Des hommes discutent dans une rue inondée de Nowshera au Pakistan
Point de vue

Surenchère compassionnelle et sécuritaire au Pakistan

Fabrice Weissman
Fabrice
Weissman

Diplômé de l'Institut d'Etudes Politiques de Paris, Fabrice Weissman a rejoint Médecins sans Frontières en 1995. Logisticien puis chef de mission, il a travaillé plusieurs années en Afrique subsaharienne (Soudan, Erythrée, Ethiopie, Liberia, Sierra Leone, Guinée, etc), au Kosovo, au Sri Lanka et plus récemment en Syrie. Il est l'auteur de plusieurs articles et ouvrages collectifs sur l'action humanitaire dont "A l'ombre des guerres justes. L'ordre international cannibale et l'action humanitaire" (Paris, Flammarion, 2003), "Agir à tout prix? Négociations humanitaires, l'expérience de Médecins sans Frontières" (Paris, La Découverte, 2011) et "Secourir sans périr. La sécurité humanitaire à l'ère de la gestion des risques" (Paris, Editions du CNRS, 2016).

Comparés aux survivants du Tsunami ou du tremblement de terre à Haïti, les rescapés des moussons torrentielles qui se sont abattues sur le Pakistan font moins recette. Trois semaines après le début de la catastrophe, le bureau de coordination des affaires humanitaires de l'ONU recense moins de 30 millions de dons privés contre plus de 180 millions à la même époque pour Haïti. En France, les organisations humanitaires ayant lancé un appel aux dons ont récolté des sommes très modestes - moins de 30 000 Euros pour Action contre la faim et environ 90 000 Euros pour la Croix rouge française.
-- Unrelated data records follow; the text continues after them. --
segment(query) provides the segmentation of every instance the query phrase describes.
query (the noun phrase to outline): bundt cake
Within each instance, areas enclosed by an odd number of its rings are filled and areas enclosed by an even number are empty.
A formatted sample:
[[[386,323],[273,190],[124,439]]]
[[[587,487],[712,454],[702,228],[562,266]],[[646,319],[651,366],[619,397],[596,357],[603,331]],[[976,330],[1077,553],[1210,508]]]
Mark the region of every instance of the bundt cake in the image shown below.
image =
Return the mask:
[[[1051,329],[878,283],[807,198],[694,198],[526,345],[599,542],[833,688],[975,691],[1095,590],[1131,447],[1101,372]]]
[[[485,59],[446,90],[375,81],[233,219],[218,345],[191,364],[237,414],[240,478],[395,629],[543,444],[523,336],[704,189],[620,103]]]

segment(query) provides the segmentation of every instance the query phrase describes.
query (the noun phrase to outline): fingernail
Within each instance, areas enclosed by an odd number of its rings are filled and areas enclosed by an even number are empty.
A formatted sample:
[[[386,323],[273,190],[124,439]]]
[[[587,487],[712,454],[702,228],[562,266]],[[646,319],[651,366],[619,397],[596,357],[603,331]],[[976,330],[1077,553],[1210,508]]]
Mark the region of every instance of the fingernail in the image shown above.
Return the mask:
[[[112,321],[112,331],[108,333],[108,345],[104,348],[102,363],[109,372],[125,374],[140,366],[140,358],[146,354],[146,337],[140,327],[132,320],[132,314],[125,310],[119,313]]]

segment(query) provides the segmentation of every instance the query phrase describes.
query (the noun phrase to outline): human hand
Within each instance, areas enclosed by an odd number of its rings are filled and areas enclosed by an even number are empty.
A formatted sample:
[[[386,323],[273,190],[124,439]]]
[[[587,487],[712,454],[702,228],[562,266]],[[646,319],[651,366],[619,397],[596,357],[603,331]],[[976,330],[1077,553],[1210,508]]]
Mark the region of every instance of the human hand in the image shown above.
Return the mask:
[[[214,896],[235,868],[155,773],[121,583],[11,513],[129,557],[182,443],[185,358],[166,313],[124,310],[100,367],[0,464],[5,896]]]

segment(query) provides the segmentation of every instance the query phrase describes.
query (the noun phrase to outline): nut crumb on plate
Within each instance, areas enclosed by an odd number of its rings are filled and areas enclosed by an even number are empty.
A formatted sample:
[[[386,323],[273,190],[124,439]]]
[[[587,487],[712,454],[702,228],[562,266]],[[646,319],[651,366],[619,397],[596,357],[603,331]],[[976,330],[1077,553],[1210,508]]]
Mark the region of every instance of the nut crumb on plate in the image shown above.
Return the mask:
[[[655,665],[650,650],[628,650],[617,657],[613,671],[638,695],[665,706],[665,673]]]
Journalistes et humanitaires s'interrogent sur les raisons de ce désintérêt et avancent une série d'explications : les médias n'en font pas assez, les vacances estivales sont peu propices aux mobilisations collectives, la répétition des catastrophes naturelles créé un phénomène de lassitude, les opérations de secours sont peu spectaculaires et la catastrophe beaucoup moins létale que les précédentes. Enfin, « pays-musulman-gangréné-par-le-terrorisme-et-la-corruption » (selon le cliché médiatique consacré), le Pakistan aurait « mauvaise réputation ».

De fait, si elle n'explique pas tout, la répétition de stéréotypes racistes et islamophobes dans les débats publics sur le Pakistan ne peut qu'inviter les donateurs privés à l'indifférence. Régulièrement réduite aux figures repoussoirs du « barbu » et de la « femme voilée », la population pakistanaise suscite d'autant moins d'empathie que son gouvernement ne serait pas étranger aux revers militaires de l'OTAN en Afghanistan. Certains commentateurs vont jusqu'à justifier l'absence de solidarité avec les victimes des inondations : « l'intégrisme islamiste et le nationalisme agressif du régime sont très largement partagés dans la population. C'est ce consensus amoral que le peuple pakistanais paye aujourd'hui », soutenait récemment le journaliste Marc Cohen.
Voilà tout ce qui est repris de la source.